SL 4.10 — Regression Line of x on y & Prediction

1. Understanding the Regression Line of x on y

The regression line of x on y is a mathematical model used when our goal is to estimate or predict values of x given values of y.
It takes the form:

x = a + by

This line is derived using the least squares principle — the method that minimises the vertical distances between the observed x-values and the predicted ones generated by the model.
It is essential to understand that:

• this line minimizes errors in predicting x, not y;
• the slope depends on the correlation between x and y;
• the regression line is not symmetric — the regression of x on y ≠ regression of y on x.

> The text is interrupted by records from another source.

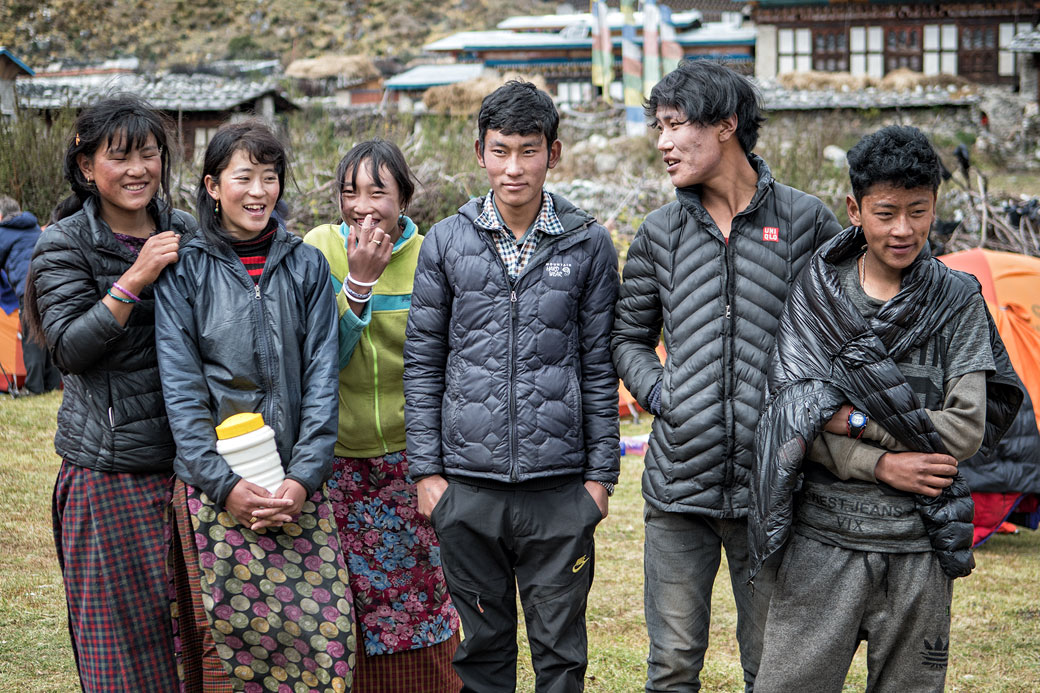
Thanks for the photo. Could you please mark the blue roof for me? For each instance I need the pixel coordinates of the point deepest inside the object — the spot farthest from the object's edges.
(10, 56)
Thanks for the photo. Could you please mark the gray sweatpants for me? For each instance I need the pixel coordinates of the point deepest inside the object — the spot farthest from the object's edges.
(827, 599)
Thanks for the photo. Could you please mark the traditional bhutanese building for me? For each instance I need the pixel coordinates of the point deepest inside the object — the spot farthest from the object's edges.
(967, 39)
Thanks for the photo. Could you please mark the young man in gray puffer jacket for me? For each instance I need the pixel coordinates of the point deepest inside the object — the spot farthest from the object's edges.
(511, 401)
(710, 272)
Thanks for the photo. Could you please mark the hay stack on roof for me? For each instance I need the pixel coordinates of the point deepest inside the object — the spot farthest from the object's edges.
(351, 68)
(814, 81)
(465, 98)
(907, 80)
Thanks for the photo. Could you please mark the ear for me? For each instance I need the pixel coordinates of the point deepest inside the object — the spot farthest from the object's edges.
(554, 151)
(853, 208)
(727, 127)
(212, 186)
(85, 165)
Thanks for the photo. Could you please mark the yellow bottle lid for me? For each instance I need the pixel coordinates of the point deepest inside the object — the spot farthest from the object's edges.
(239, 425)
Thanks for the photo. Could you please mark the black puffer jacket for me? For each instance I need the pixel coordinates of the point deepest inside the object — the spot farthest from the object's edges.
(227, 347)
(112, 417)
(827, 354)
(719, 305)
(513, 382)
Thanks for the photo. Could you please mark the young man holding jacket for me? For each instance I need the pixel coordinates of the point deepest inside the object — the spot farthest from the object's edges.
(512, 401)
(711, 270)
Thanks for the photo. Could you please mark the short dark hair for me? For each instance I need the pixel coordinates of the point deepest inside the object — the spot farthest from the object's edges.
(899, 155)
(122, 120)
(378, 153)
(253, 136)
(708, 93)
(518, 107)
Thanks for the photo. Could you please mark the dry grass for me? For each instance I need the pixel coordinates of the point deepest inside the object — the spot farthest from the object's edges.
(995, 629)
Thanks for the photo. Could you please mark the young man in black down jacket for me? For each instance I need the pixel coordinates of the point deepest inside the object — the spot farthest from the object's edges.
(711, 270)
(887, 373)
(511, 401)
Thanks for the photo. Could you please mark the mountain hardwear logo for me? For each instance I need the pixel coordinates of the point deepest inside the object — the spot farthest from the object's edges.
(936, 653)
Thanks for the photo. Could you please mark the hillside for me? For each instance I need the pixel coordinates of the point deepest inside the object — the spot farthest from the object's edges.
(169, 32)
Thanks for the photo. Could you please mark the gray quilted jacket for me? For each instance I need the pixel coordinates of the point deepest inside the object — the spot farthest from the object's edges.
(719, 305)
(513, 381)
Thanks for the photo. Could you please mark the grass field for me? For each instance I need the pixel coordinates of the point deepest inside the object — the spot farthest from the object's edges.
(996, 611)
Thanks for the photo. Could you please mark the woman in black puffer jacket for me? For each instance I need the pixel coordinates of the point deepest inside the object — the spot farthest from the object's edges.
(89, 294)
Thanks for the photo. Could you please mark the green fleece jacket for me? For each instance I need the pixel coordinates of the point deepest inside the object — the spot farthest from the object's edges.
(371, 395)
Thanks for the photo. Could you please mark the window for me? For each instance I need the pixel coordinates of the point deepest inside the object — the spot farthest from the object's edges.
(794, 50)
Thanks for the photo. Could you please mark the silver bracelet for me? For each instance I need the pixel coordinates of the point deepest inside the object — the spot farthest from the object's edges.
(352, 279)
(360, 298)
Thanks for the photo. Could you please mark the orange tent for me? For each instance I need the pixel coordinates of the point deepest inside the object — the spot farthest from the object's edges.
(10, 353)
(1011, 286)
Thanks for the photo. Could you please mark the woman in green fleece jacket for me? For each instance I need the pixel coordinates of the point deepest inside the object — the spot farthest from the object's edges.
(406, 618)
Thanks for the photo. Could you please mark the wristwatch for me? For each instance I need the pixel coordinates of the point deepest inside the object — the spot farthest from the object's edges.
(856, 424)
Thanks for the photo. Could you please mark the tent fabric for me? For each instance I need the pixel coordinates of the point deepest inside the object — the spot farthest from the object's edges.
(1010, 479)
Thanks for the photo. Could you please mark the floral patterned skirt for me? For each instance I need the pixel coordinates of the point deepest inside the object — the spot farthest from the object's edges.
(399, 595)
(278, 599)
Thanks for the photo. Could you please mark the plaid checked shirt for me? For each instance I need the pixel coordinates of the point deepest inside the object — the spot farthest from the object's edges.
(515, 253)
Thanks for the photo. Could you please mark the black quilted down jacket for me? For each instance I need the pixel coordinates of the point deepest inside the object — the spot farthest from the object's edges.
(507, 381)
(112, 417)
(719, 304)
(827, 354)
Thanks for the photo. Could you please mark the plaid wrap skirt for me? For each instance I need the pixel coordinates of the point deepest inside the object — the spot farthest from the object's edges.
(112, 536)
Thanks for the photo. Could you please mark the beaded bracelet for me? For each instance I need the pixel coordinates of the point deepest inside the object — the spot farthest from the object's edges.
(126, 292)
(120, 299)
(360, 298)
(352, 279)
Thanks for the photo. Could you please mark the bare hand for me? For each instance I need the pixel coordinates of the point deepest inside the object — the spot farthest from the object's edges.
(254, 506)
(158, 251)
(368, 252)
(598, 494)
(927, 473)
(838, 424)
(430, 491)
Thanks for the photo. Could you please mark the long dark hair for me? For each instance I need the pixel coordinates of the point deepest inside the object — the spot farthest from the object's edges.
(122, 120)
(252, 136)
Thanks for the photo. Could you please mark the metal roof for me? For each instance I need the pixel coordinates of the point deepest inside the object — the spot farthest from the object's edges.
(424, 76)
(10, 56)
(171, 92)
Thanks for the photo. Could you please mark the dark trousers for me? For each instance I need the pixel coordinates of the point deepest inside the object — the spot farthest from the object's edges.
(41, 375)
(492, 543)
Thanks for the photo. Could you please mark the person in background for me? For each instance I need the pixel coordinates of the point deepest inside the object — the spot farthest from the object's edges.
(409, 627)
(19, 232)
(511, 401)
(709, 272)
(89, 297)
(248, 325)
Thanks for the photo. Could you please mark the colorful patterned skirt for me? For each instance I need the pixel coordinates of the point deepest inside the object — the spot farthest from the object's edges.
(404, 611)
(112, 537)
(277, 600)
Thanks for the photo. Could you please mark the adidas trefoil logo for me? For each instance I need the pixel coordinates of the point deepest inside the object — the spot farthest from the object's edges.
(936, 653)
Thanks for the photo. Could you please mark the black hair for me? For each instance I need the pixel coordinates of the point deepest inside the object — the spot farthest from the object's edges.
(899, 155)
(378, 153)
(124, 121)
(254, 137)
(707, 93)
(518, 107)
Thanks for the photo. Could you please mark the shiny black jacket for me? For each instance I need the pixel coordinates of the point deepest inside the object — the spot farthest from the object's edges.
(112, 417)
(827, 354)
(228, 345)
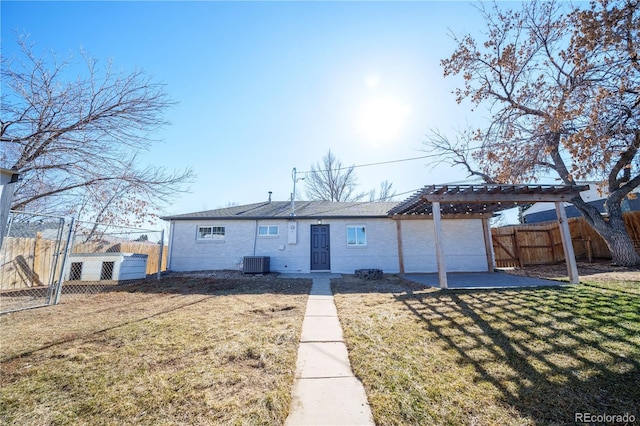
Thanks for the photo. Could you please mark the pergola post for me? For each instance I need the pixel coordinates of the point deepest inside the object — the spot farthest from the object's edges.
(565, 233)
(437, 227)
(488, 245)
(400, 246)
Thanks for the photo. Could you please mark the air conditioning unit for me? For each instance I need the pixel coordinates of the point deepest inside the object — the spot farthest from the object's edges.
(255, 265)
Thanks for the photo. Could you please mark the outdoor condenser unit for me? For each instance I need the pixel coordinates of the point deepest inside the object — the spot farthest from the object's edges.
(255, 265)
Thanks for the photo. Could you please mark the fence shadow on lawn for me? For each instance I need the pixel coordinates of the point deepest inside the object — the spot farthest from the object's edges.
(240, 284)
(550, 352)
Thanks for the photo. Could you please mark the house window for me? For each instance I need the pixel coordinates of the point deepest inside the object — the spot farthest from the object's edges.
(268, 231)
(210, 233)
(356, 235)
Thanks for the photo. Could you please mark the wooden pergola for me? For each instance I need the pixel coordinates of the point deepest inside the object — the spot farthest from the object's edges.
(482, 201)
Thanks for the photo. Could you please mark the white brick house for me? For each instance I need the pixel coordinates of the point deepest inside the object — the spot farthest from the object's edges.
(323, 236)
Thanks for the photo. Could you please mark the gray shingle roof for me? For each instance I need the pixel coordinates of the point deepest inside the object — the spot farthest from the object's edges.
(282, 209)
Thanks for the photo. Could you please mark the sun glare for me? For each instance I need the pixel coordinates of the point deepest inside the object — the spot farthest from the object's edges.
(381, 119)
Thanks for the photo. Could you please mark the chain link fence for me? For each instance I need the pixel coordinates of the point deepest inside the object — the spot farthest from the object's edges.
(46, 258)
(32, 259)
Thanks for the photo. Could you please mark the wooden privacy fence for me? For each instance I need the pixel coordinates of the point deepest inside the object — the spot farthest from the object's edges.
(539, 244)
(28, 262)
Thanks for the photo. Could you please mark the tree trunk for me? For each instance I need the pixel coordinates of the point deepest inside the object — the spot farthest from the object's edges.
(613, 231)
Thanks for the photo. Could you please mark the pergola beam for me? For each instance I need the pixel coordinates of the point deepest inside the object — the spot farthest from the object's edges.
(475, 201)
(501, 197)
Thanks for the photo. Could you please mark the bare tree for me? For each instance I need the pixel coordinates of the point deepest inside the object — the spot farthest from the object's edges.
(563, 91)
(330, 181)
(75, 140)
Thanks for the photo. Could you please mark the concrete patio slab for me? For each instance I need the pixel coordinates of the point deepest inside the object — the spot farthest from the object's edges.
(334, 401)
(321, 329)
(481, 280)
(322, 360)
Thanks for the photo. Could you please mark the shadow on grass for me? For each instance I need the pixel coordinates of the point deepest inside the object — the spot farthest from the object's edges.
(179, 284)
(550, 352)
(229, 285)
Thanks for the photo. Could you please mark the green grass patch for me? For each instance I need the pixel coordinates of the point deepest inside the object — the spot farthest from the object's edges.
(190, 351)
(518, 357)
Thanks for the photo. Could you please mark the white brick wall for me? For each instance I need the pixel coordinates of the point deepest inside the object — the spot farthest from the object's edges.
(463, 246)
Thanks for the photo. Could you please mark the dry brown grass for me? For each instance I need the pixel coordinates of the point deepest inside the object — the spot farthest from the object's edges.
(488, 357)
(186, 350)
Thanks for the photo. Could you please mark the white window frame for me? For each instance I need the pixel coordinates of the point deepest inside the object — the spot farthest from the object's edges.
(218, 233)
(270, 231)
(357, 242)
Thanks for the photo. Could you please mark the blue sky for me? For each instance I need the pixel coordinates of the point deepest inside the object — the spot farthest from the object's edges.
(263, 87)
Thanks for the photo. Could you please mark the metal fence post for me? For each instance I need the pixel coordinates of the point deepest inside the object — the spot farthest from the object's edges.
(160, 254)
(64, 262)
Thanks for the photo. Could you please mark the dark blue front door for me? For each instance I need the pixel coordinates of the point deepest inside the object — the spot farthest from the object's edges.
(320, 258)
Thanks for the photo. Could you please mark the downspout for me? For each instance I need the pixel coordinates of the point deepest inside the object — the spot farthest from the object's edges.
(255, 238)
(170, 250)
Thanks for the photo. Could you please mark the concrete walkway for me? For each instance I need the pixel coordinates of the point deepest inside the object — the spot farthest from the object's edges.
(325, 391)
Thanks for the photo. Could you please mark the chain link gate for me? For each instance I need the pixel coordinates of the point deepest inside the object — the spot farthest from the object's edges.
(44, 258)
(32, 259)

https://upload.wikimedia.org/wikipedia/commons/b/be/Normdist_regression.png

2. Using the Regression Line for Predictions

The purpose of a regression line is to predict the most likely value of x for a given value of y.
However, predictions are only meaningful under certain conditions:

• The relationship between x and y must be approximately linear.
• The value of y used for prediction lies realistically within the data range (to avoid extrapolation).
• The regression line of x on y must only be used to predict x, not y.

3. The Danger of Extrapolation

Extrapolation occurs when we use values of y that are outside the observed data range.
The regression model is only valid within the limits of the data we have collected.
Beyond that range, predictions become unreliable because:

• the relationship may not remain linear;
• future trends may change;
• the model cannot account for new behaviour outside the dataset.